Este jueves se estrena el final de la versión cinematográfica del musical que reinterpreta el cuento sobre la malvada bruja del oeste de El Mago de Oz.
Retomando el universo planteado en la película anterior, la película de Jon M. Chu, basada en el musical de Broadway, esta vez se expande hacia un territorio más oscuro, más político y contemporáneo. Elphaba, demonizada ya como la Bruja Malvada del Oeste, vive oculta en los bosques de Oz, casi convertida en un mito clandestino que sigue luchando por los animales silenciados y, sobre todo, por revelar esa verdad incómoda que conoce sobre el Mago. Cynthia Erivo encuentra en esta etapa del personaje un registro desgarrado y firme: es una Elphaba marcada por la derrota, pero no domesticada.
En la vereda opuesta —y al mismo tiempo trágicamente cerca— Glinda (Ariana Grande) vive su esplendor público. Convertida en el símbolo absoluto de la bondad oziana, instalada en un palacio de la Ciudad Esmeralda y moldeada con mano firme por Madame Morrible (Michelle Yeoh), se transforma en un bálsamo oficialista, una figura que tranquiliza a las masas, un brillo glamoroso al servicio de un poder que sabe manipular imágenes mejor que ideas. La fama crece, el público la adora, y mientras se prepara para su boda con el príncipe Fiyero (Jonathan Bailey), la ausencia de Elphaba la carcome. Ese desgarro íntimo —la imposibilidad de tender un puente entre lo que ama y lo que el sistema espera de ella— es el verdadero nudo emocional de su recorrido.

La película reconstruye este mundo como un ecosistema político donde la percepción vale más que los hechos. Y ahí aparece su gesto más actual: Wicked: Por Siempre no solo continúa la historia, sino que la reconfigura desde categorías contemporáneas. Fake news, operaciones de prensa, discursos acomodados, relatos oficiales que se imponen sobre cualquier evidencia. El Mago reaparece como un maestro del sentido, un arquitecto de la manipulación que no necesita controlar la realidad si puede controlar el modo en que la sociedad la interpreta. Y aunque la película no profundiza tanto como podría, sí vuelve evidente la discusión, la trae al centro y la convierte en una reflexión incómoda.

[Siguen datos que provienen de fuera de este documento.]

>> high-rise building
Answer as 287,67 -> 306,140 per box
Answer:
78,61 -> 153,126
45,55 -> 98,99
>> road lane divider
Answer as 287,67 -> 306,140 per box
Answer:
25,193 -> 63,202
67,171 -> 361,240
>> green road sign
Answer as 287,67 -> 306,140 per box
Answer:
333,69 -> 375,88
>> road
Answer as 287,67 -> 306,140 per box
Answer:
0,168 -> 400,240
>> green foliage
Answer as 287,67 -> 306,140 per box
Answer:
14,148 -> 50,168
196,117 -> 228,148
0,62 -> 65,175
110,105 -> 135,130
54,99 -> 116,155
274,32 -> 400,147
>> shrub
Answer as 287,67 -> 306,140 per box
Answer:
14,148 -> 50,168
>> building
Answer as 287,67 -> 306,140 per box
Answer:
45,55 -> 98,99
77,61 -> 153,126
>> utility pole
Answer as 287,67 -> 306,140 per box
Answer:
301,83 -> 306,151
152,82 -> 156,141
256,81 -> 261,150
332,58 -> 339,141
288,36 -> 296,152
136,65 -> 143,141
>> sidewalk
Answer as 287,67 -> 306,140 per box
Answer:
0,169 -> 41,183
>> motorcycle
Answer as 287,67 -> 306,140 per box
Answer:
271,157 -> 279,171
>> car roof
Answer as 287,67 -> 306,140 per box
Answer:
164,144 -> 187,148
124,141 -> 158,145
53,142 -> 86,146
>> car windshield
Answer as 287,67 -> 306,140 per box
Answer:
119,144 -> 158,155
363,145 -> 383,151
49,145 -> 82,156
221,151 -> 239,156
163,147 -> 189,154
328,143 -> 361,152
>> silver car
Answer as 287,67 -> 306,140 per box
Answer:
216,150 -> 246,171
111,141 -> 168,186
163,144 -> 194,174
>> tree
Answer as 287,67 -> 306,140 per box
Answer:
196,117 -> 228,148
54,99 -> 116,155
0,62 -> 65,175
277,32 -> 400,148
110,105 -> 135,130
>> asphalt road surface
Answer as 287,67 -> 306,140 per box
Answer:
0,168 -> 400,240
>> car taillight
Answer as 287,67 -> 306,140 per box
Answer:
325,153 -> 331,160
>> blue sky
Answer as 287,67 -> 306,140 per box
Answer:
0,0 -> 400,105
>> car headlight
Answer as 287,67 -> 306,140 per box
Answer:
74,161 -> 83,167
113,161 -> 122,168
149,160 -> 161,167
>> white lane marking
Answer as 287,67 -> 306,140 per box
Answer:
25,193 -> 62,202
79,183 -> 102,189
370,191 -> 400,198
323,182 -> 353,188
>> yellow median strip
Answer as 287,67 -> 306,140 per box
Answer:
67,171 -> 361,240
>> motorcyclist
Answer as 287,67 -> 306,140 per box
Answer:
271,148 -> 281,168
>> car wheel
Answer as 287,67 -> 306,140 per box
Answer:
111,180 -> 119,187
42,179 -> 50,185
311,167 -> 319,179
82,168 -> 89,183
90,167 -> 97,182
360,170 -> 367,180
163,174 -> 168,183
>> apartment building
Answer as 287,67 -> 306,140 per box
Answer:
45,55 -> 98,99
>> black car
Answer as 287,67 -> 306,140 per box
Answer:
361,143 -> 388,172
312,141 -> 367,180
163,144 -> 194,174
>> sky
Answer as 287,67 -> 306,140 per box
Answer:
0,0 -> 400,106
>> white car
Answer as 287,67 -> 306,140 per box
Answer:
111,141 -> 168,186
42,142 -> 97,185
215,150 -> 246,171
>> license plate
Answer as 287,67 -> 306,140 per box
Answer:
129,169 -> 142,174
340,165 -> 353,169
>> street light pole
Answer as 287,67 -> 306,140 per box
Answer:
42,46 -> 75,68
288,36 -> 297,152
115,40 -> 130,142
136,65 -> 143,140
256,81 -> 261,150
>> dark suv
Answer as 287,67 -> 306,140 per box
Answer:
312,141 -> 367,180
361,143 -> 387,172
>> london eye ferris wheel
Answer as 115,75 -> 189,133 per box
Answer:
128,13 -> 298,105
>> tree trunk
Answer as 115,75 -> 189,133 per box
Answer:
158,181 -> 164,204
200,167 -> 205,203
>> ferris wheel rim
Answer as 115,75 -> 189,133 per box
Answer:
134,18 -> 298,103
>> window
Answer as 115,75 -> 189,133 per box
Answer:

La tensión entre Glinda y Elphaba avanza atravesada por ese clima: lo personal queda contaminado por lo político, lo íntimo por la narrativa dominante. Los intentos de Glinda por reconciliarlas fracasan, empujándolas en direcciones opuestas y dejando en medio a figuras como Boq, Fiyero y Nessarose, cuyas vidas se ven modeladas por un torbellino de decisiones, percepciones públicas y heridas privadas. Cuando una chica de Kansas irrumpe en escena —sí, esa chica de Kansas— todo se precipita y la multitud enfurecida exige una culpable.
Wicked: Por Siempre subraya un punto certero: una vez que una mentira se instala, aunque después se quiera corregir, ya impregnó la memoria colectiva. Revertirla requiere una batalla cultural, una insistencia capaz de disputar no solo los hechos, sino la emoción adherida a esos hechos. Y ese concepto, trabajado desde un musical de fantasía, es lo que vuelve a esta secuela más atractiva de lo que parece.
Hay escenas que llegan rápido, resoluciones algo apuradas, y una sensación de aceleración narrativa en ciertos tramos. Pero aun así, la película sostiene su corazón emocional: una amistad que desafía al poder, dos mujeres obligadas a verse con honestidad en un mundo donde la verdad ya no es lo que ocurre, sino lo que los demás deciden creer. Sin reinventar el formato, pero sí ampliando su alcance temático, Wicked: Por Siempre se consolida como una continuación digna y un cierre efectivo. Mantiene su espíritu lúdico, reconfigura el mito y lo cruza con preguntas sobre relato, verdad y poder.